HI Greg, It’s the aging of the openib btl.
You may be able to apply the attached patch. Note the 3.1.x release stream is no longer supported. You may want to try using the 4.1.1 release, in which case you’ll want to use UCX. Howard From: users <users-boun...@lists.open-mpi.org> on behalf of "Fischer, Greg A. via users" <users@lists.open-mpi.org> Reply-To: Open MPI Users <users@lists.open-mpi.org> Date: Wednesday, October 13, 2021 at 10:06 AM To: "users@lists.open-mpi.org" <users@lists.open-mpi.org> Cc: "Fischer, Greg A." <fisch...@westinghouse.com> Subject: [EXTERNAL] [OMPI users] OpenMPI 3.1.6 openib failure: "mlx4_0 errno says Success" Hello, I have compiled OpenMPI 3.1.6 from source on SLES12-SP3, and I am seeing the following errors when I try to use the openib btl: WARNING: There was an error initializing an OpenFabrics device.
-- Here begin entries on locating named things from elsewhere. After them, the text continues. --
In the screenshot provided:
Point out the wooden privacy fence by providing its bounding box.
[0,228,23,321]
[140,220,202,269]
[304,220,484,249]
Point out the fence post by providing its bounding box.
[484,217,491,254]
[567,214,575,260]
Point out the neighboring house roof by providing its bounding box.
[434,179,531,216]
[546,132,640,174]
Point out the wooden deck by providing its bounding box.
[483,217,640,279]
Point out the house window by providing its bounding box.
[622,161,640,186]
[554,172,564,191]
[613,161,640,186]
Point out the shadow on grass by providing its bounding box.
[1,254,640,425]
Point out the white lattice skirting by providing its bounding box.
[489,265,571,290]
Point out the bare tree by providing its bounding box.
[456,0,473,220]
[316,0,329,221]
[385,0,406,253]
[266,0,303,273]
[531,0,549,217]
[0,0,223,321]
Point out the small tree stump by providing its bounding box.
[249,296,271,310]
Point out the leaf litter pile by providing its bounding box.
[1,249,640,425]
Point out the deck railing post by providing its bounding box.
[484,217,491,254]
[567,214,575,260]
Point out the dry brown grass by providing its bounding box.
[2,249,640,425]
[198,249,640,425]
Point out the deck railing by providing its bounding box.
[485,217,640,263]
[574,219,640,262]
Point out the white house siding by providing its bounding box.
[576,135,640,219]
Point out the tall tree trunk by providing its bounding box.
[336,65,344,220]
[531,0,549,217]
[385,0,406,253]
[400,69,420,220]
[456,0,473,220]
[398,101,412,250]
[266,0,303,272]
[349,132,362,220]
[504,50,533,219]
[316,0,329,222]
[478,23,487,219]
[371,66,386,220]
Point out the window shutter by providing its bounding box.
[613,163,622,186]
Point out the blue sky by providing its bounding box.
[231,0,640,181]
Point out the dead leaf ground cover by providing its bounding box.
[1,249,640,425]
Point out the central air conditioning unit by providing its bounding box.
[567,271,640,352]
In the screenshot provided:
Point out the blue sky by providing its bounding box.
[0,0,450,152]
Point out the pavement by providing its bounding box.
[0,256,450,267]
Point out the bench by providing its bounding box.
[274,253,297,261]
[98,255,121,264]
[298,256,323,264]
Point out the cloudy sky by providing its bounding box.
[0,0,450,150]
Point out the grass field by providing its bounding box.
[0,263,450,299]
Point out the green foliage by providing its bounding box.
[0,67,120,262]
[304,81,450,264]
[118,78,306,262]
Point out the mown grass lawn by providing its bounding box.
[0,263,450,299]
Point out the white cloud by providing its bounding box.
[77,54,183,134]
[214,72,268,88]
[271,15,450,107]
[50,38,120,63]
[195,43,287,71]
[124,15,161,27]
Local host: bl1308 Local device: mlx4_0 -------------------------------------------------------------------------- [bl1308][[44866,1],5][../../../../../openmpi-3.1.6/opal/mca/btl/openib/btl_openib_component.c:1671:init_one_device] error obtaining device attributes for mlx4_0 errno says Success I have disabled UCX ("--without-ucx") because the UCX installation we have seems to be too out-of-date. ofed_info says "MLNX_OFED_LINUX-4.1-1.0.2.0". I've attached the detailed output of ofed_info and ompi_info. This issue seems similar to Issue #7461 (https://github.com/open-mpi/ompi/issues/7461), which I don't see a resolution for. Does anyone know what the likely explanation is? Is the version of OFED on the system badly out-of-sync with contemporary OpenMPI? Thanks, Greg ________________________________ This e-mail may contain proprietary information of the sending organization. Any unauthorized or improper disclosure, copying, distribution, or use of the contents of this e-mail and attached document(s) is prohibited. The information contained in this e-mail and attached document(s) is intended only for the personal and private use of the recipient(s) named above. If you have received this communication in error, please notify the sender immediately by email and delete the original e-mail and attached document(s).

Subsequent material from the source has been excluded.